Kampanye tolak politik uang yang dilalukan masyarakat pada Februari 2018. Foto: Antara.

Koran Sulindo – “Kekuasaan cenderung korup,” kata sejarawan Inggris awal abad ke-20 dan dikenal dengan nama populernya, Lord Acton, “dan kekuasaan yang absolut, korupnya juga absolut.”

Dengan tabiat kekuasaan yang seperti itu, kata Lord Acton lagi, orang yang tadinya hebat dan baik hampir selalu menjadi orang yang jahat jika berada dalam lingkar kekuasaan.

Itulah sebabnya, kekuasaan dan orang-orang yang diberi amanah untuk menjalankan roda kekuasaan harus diawasi. Siapa atau lembaga apa yang mengawasi mereka?

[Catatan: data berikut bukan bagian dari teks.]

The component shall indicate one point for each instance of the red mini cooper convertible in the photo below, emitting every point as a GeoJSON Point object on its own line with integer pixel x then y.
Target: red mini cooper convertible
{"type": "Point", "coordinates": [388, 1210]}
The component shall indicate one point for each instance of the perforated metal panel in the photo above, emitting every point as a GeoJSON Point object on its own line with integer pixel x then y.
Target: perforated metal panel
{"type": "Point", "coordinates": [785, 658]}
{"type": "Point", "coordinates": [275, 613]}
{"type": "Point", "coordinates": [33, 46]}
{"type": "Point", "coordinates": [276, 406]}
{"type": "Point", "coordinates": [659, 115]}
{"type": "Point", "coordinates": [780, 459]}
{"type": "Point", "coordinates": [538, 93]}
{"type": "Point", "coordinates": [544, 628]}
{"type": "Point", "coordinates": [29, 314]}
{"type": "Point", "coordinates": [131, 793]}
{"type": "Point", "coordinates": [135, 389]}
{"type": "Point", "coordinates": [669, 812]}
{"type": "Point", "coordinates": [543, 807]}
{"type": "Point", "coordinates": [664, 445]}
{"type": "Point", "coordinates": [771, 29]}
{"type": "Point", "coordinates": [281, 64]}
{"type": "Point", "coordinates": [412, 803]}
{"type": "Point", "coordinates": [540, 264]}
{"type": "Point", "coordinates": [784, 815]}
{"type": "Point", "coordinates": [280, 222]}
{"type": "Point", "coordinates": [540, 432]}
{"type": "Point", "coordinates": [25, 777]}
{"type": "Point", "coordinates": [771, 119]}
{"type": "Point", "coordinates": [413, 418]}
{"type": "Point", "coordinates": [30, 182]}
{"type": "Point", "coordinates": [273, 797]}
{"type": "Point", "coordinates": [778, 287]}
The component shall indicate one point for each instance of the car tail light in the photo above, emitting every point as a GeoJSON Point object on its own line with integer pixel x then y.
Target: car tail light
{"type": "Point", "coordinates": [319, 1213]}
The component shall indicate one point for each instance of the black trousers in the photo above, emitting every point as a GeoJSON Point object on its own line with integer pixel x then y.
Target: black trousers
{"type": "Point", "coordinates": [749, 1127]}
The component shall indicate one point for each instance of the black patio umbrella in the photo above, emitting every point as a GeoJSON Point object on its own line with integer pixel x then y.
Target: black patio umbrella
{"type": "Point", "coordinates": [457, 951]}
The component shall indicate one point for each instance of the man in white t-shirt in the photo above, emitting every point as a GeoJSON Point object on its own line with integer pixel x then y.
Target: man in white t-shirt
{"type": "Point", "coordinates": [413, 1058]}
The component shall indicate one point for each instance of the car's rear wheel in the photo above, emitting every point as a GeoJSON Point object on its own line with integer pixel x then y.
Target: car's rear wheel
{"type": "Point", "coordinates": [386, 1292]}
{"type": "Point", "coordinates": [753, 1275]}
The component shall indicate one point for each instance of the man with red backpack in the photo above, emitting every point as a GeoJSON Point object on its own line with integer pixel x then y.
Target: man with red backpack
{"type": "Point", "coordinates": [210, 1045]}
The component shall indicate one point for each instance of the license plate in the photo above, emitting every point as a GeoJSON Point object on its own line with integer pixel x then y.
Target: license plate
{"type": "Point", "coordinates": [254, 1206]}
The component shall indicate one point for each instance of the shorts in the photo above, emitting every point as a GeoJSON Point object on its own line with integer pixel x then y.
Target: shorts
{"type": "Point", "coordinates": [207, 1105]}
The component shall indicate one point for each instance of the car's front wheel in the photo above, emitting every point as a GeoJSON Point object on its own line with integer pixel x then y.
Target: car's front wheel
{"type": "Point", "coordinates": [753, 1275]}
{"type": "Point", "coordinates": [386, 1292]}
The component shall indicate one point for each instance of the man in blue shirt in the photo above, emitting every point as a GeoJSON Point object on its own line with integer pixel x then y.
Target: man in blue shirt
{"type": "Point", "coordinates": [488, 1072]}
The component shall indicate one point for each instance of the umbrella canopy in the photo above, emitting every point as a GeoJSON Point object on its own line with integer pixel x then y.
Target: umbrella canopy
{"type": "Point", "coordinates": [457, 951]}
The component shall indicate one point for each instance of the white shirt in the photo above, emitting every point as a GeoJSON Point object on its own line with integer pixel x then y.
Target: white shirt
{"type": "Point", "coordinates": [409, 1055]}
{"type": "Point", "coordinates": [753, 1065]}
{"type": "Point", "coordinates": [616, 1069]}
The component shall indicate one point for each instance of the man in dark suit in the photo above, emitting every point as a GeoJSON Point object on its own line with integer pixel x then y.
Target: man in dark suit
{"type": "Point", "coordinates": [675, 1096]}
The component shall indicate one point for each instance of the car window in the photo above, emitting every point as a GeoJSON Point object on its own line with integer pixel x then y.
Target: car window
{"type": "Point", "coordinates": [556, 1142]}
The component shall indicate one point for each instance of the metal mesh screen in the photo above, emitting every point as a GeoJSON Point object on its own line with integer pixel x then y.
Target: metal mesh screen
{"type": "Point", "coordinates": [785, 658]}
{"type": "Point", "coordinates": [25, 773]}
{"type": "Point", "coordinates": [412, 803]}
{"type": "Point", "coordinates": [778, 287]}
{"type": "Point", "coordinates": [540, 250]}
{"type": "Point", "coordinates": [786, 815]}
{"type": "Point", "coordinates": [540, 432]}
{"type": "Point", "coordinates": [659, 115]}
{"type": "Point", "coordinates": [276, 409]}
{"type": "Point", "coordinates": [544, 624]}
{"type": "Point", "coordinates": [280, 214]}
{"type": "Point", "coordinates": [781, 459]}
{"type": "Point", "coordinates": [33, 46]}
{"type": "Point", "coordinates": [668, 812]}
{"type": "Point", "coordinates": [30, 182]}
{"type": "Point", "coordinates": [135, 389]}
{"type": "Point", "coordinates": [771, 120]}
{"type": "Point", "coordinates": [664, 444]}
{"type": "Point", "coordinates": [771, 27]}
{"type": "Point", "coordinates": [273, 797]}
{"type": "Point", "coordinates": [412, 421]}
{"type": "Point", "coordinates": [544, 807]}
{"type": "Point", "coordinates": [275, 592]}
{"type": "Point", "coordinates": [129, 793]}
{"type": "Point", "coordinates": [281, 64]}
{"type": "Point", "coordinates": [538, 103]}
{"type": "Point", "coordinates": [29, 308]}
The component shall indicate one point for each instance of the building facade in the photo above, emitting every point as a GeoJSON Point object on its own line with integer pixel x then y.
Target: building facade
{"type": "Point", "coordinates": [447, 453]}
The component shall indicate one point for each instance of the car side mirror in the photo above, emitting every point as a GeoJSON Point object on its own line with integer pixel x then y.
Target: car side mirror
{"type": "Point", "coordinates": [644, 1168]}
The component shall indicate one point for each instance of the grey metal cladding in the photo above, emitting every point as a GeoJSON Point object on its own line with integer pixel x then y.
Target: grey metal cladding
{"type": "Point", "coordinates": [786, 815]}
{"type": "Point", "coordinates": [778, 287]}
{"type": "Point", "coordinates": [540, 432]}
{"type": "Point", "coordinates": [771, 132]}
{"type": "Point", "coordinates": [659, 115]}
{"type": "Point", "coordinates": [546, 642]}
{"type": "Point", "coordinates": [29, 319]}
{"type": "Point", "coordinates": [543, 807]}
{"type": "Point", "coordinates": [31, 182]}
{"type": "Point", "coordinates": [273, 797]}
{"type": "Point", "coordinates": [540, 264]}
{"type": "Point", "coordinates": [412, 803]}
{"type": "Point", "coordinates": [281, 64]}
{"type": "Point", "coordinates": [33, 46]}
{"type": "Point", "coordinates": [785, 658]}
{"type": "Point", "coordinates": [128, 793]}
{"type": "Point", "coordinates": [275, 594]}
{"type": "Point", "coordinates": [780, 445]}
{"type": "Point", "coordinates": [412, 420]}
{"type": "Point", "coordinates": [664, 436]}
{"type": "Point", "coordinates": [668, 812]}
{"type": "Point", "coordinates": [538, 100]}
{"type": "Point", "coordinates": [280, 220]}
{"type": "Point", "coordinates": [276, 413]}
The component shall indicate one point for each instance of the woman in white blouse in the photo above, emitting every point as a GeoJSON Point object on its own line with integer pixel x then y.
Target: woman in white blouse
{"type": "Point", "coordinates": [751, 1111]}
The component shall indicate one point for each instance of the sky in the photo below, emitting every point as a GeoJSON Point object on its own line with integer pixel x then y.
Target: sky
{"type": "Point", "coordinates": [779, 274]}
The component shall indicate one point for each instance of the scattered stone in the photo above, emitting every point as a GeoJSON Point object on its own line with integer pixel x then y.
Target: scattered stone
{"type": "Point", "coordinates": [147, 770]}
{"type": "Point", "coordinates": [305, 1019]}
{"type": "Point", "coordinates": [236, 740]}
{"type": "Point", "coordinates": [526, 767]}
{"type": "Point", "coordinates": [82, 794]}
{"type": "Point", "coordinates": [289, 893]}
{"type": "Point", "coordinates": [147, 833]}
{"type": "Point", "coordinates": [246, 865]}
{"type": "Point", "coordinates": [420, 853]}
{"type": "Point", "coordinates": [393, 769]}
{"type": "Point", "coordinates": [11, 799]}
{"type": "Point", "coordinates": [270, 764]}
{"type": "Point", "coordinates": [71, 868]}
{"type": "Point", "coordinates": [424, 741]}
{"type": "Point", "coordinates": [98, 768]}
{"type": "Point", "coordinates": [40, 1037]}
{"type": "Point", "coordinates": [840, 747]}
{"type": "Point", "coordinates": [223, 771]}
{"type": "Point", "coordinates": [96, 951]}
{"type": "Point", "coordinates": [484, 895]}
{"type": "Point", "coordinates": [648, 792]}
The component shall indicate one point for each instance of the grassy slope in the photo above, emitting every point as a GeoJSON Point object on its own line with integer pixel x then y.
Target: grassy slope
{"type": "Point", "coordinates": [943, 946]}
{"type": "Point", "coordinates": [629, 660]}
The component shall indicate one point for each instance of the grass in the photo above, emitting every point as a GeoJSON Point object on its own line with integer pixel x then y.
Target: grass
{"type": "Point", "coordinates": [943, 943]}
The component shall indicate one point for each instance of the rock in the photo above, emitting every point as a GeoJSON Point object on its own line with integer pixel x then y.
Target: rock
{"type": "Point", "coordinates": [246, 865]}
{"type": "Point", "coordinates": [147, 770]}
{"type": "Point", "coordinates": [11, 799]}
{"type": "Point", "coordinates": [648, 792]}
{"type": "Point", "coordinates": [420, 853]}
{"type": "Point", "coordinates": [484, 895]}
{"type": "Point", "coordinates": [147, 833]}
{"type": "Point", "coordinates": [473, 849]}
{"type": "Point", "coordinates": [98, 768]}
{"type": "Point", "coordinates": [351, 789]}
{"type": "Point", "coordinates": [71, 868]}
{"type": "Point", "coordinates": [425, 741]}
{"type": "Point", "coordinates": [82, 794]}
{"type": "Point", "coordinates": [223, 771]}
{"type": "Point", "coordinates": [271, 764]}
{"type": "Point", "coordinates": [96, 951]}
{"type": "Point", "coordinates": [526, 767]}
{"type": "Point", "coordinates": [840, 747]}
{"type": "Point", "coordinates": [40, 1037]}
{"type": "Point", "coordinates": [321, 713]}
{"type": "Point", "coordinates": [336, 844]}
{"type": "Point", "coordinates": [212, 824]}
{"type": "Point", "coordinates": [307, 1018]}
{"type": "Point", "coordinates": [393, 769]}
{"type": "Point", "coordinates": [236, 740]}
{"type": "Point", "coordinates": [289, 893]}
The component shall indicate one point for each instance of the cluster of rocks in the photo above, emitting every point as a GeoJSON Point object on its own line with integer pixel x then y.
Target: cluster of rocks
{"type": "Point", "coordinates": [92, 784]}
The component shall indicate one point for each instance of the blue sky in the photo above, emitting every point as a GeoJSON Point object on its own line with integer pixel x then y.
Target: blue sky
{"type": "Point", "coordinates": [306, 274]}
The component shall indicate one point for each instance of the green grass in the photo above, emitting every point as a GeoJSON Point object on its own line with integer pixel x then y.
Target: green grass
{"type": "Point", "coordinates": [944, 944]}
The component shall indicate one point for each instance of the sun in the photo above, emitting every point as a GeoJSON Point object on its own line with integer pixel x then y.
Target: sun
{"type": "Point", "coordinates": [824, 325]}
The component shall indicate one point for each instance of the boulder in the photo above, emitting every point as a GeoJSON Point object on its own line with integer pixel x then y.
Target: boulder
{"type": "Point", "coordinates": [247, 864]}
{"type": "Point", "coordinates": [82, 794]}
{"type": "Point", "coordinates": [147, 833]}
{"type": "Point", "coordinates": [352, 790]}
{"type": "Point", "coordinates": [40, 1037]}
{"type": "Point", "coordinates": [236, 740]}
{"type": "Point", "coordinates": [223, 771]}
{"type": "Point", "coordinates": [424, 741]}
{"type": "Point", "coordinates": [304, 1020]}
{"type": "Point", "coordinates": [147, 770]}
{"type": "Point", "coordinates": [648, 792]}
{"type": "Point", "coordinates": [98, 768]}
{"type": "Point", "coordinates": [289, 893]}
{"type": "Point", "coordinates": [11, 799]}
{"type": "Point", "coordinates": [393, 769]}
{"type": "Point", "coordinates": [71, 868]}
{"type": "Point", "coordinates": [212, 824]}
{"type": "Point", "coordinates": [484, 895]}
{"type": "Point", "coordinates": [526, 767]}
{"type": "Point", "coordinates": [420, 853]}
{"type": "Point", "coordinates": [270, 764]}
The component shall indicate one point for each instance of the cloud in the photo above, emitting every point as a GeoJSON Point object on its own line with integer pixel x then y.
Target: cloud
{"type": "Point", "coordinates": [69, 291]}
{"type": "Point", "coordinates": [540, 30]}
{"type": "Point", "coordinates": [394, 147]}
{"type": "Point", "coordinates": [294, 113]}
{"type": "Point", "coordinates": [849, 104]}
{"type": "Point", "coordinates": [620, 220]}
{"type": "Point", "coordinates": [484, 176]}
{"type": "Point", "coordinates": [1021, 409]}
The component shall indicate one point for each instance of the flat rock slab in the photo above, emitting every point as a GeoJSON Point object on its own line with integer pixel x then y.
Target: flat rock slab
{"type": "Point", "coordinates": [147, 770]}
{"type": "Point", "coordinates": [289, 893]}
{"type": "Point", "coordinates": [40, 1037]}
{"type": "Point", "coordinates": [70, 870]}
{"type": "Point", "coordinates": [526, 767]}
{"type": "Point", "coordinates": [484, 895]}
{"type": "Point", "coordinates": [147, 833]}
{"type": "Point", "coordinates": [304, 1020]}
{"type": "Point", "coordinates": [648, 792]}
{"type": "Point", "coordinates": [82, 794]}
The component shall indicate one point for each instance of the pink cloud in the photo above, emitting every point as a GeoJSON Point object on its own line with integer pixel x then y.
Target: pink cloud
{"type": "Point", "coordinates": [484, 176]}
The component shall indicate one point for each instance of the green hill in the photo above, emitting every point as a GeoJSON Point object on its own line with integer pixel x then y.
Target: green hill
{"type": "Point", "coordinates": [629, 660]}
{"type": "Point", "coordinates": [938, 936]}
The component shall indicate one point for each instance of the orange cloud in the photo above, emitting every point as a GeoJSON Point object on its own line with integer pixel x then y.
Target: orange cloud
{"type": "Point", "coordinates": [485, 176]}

Di Indonesia, karena kedaulatan tertinggi ada di tangan rakyat, yang mengawasi mereka adalah rakyat Indonesia. Untuk menjalankan tugas dan kewajiban tersebut, rakyat memilih wakilnya untuk duduk di lembaga legislatif (DPR, MPR, DPD, dan lembaga sejenis di tingkat provinsi serta kabupaten/kota), parlemen. “Kerakyatan yang dipimpin oleh hikmah kebijaksanaan dalam permusyawaratan/perwakilan,” demikian bunyi sila keempat dari Pancasila, dasar negara Indonesia.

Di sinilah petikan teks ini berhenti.